Arnon Grunberg

Key figures

Compulsively

On luck – Andrew Preston in TLS:

‘The “eyeball to eyeball” stand-off over Cuba was the worst of the Cold War’s many terrifying crises, the closest the superpowers came to all-out war. All this has been the subject of countless books, articles and conferences; Abyss joins a dozen other titles on the topic just on my own shelves, in addition to the many Cold War histories alongside them in which the crisis features prominently. Do we really need another book on the “Thirteen Days” of October 1962? It depends on the book. Hastings is generous to a fault in acknowledging the work others have done before him, yet he is the right person to tell this story: he has few peers as an expert in military and diplomatic history, and few historians have his ability to write a narrative that is at once deeply researched, incisively intelligent and compulsively readable. Abyss is as tight and smart as any account, and will earn pride of place even on a shelf already packed with books about the crisis.’

(…)

‘Perhaps the book’s most interesting contribution is its reassessment of the key figures, for this really was a historical moment driven by personality, which turned on individual decisions. Of the three key players, only John F. Kennedy comes out with his reputation intact, indeed burnished.
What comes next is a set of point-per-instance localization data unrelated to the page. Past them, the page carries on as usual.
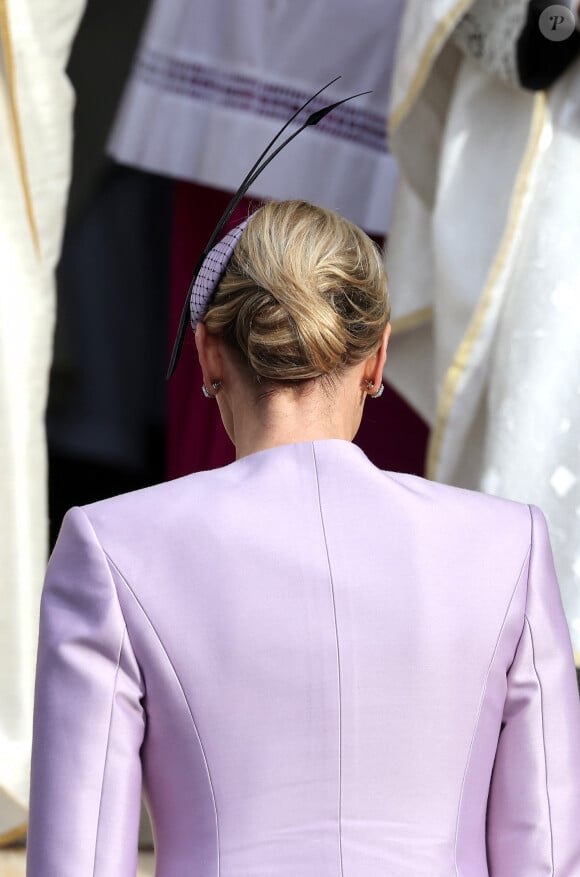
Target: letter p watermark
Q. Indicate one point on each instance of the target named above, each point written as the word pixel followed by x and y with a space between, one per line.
pixel 557 23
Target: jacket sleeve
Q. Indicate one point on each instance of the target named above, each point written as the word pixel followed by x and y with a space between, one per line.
pixel 88 720
pixel 534 804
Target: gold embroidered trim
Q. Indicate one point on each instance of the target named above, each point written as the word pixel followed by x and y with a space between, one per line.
pixel 439 36
pixel 412 321
pixel 6 42
pixel 463 354
pixel 13 836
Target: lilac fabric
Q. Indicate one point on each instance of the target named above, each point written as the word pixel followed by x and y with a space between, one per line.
pixel 319 669
pixel 212 271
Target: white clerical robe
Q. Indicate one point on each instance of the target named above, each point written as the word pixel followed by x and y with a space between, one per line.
pixel 485 272
pixel 36 104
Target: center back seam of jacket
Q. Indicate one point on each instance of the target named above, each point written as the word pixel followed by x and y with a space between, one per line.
pixel 181 688
pixel 480 705
pixel 337 660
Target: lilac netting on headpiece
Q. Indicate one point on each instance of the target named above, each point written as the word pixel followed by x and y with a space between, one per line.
pixel 212 271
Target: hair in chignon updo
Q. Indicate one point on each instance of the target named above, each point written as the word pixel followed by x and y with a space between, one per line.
pixel 304 294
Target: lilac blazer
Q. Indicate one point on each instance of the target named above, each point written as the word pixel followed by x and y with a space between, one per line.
pixel 317 669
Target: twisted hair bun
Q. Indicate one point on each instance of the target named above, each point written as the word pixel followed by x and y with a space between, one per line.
pixel 304 294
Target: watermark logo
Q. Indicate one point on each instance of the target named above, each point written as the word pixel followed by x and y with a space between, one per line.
pixel 557 23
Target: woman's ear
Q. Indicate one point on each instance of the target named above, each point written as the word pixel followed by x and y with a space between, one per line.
pixel 210 355
pixel 381 357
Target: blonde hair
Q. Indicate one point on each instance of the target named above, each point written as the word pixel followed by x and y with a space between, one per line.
pixel 304 295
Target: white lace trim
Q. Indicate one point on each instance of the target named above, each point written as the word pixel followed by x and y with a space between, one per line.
pixel 489 33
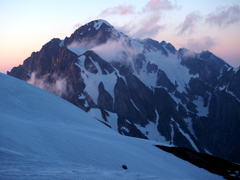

Hastings doesn’t hesitate to point out his mistakes, but throughout the American president seems to be the only sane person in the room. By contrast, Nikita Khrushchev is one of the book’s main villains, albeit a very human one: ambitious and impulsive, but also vulnerable and bewilderingly inconsistent. The megalomaniacal Castro, almost suicidally committed to resisting Yankee aggression at any cost, even nuclear war, is subject to stern criticism. Of the supporting cast Hastings praises Secretary of Defense Robert McNamara and Secretary of State Dean Rusk for encouraging Kennedy’s diplomatic manoeuvres. He saves his harshest words for the Strangeloveian US military, which pushed relentlessly for authorization to bomb and invade Cuba despite – or, for some of the brass, precisely because of – the chance that it would lead to World War Three. The civilian members of the White House’s fabled ExComm who advocated for military intervention also come in for stinging criticism. Hastings is shrewd to zero in at times on the hawkish National Security Adviser McGeorge Bundy, one of Kennedy’s less famous but most important aides, who was “so smooth and smart that you could have played pool on him”, but whose surface polish concealed some poor judgement.’

(…)

‘Some US officials, including Bundy, did in fact push for war in Cuba, then in Vietnam. Yet that line wasn’t always so straight: in 1964-5 the Joint Chiefs were actually reluctant to wage war in Southeast Asia, while McNamara and Rusk, the civilian voices of reason during the missile crisis, applied the crisis-management techniques that were so successful in Cuba to the conflict in Vietnam, this time with disastrous results.
What, then, were the lessons of the Cuban Missile Crisis? As Vladimir Putin rattles his nuclear sabre over Ukraine, what can Joe Biden learn from his hero Jack Kennedy? Not much, it seems. “In 1962, the world got lucky”, Hastings concludes. Let’s hope we get lucky again.’

Read the review here.

Refreshing to see a famous quip by Voltaire rephrased, the only lesson history is teaching us is that nothing can be learned from history.

It always helps to get lucky, it always helps to have a few winnings strikes, before you get unlucky and you die.